Die Scheune als Spielstätte
Die schon im Jahr 2005 zum Theater ausgebaute Burg Riom und die temporären Bauten erlaubten Origen den Spielbetrieb im Sommer. Mit Sontga Crousch eröffnete sich die Möglichkeit zum Ganzjahrestheater. Beim Intendanten entstanden erste Gedanken zu einem Umbau: «Diese Scheune mit ihrer Atmosphäre, ihrem speziellen, durch die Holzdekorationen einfallenden Licht und ihren Symmetrien könnte ein Theater sein.» Das erste Projekt aus diesen Gedanken verfügte zwar über alle Funktionen eines Theaters, gerade aber die spezifische
Atmosphäre, von welcher der Raum lebt, war damit nicht zu erhalten. Giovanni Netzer suchte nach einer subtileren Vorgehensweise zum Umbau, engagierte Carmen Gasser und Remo Derungs von Gasser Derungs Architekten und bildete eine Baukommission. Das Team traf zwei Grundsatzentscheidungen: Zum einen sollten die beiden in der Scheune eingebauten Ställe und die darin liegenden Zwischenböden entfernt werden, um damit einen einzigen grossen Raum zu schaffen. Zum anderen sollte der Durchgang von der ehemaligen Scheune in den Pferdestall belassen und über diesem – verbunden mit einer Treppe – ein neuer Zwischenboden eingezogen werden. Entstanden sind ein zentraler Theaterraum, ein Foyer und darüber liegend ein weiterer Raum für kleinere Veranstaltungen – die ganzjährig bespielbare «Clavadeira».

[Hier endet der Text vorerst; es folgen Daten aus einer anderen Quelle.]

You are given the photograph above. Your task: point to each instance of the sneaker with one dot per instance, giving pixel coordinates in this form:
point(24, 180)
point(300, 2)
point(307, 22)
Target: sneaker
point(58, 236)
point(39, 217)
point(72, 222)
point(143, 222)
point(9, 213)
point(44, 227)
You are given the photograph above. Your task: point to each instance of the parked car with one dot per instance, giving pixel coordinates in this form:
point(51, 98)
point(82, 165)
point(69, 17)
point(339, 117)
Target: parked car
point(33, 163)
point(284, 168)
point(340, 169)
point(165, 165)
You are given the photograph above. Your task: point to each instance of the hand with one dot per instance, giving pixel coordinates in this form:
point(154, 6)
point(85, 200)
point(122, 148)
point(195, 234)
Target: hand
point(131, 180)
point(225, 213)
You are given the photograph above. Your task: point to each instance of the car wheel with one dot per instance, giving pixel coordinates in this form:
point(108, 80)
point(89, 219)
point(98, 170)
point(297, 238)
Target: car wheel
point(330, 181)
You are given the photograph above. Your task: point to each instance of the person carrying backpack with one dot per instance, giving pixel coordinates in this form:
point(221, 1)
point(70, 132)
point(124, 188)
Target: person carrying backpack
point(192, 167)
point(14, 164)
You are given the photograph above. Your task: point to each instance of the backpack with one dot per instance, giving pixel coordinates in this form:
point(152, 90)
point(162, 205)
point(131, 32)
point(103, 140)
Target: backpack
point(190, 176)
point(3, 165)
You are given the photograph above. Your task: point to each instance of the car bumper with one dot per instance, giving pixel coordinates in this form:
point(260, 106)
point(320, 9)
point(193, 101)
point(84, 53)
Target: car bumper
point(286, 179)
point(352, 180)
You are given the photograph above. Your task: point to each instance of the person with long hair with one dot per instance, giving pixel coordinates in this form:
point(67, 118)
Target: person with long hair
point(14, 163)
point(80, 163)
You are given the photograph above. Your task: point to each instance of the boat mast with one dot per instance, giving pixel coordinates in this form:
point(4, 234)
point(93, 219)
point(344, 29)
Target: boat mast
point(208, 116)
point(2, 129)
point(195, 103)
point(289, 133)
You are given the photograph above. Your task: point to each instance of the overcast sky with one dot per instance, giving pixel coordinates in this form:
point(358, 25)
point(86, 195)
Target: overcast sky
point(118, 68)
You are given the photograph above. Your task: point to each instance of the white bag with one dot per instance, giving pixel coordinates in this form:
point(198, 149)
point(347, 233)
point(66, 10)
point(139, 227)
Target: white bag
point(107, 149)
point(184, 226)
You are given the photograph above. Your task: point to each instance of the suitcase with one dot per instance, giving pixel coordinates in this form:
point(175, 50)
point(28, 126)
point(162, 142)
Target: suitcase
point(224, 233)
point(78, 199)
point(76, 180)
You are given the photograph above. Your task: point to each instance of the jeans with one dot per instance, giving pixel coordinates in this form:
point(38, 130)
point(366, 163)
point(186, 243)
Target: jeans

Nichts tun, was zerstören könnte
Ganz wichtig war es Giovanni Netzer, für den Umbau aus der kollektiven Erinnerung des Dorfes heraus eine reduzierte Sprache zu finden. «Die Scheune soll nicht die Echtheit von damals darstellen, sondern ein Gefäss sein, um Geschichten zu erzählen», sagt er. Dies in einer spezifisch theatralischen Form, in welcher sich Zuschauer und Schauspieler vermischen. Diese sanfte Transformation einer bäuerlichen Struktur in eine kulturelle zu führen, die wiederum vom Ort inspiriert ist, hiess auch: Möglichst nichts zu tun, was die Raumstimmung hätte zerstören können. So wurde das alte Mauerwerk, welches über die Jahrzehnte eine eigene Patina angesetzt hatte, belassen, ebenso der Flusskieselboden im Foyer. Die Holzlamellen wurden mit einer Aussenverglasung versehen, um im Innenraum die Licht- und die akustische Qualität zu erhalten. Damit das Theater auch im Winter bespielbar ist, wurde eine Fussbodenheizung eingezogen sowie das Dach neu isoliert. Im Saal selbst wurden 210 Sitze auf drei Bankstufen um eine quadratische Spielfläche eingebaut. «Was die Scheune ausgemacht hat, konnten wir erhalten, respektive verstärken. Der Theaterraum hat eine ganz eigene Magie erhalten», sagt Giovanni Netzer nach der ersten Winterspielzeit. Inzwischen wurde das Wintertheater innerhalb der Vergabe des «Award Marketing & Architektur 2016» als eines von sieben Objekten in der ganzen Schweiz mit einem Kategorienpreis prämiert. Weitergehen soll es in Sontga Crousch nun mit der Restaurierung der Flusskieselpflästerung im Hof des Anwesens, die während der Bauarbeiten unverhofft gefunden wurde. Sie soll wiederhergestellt werden.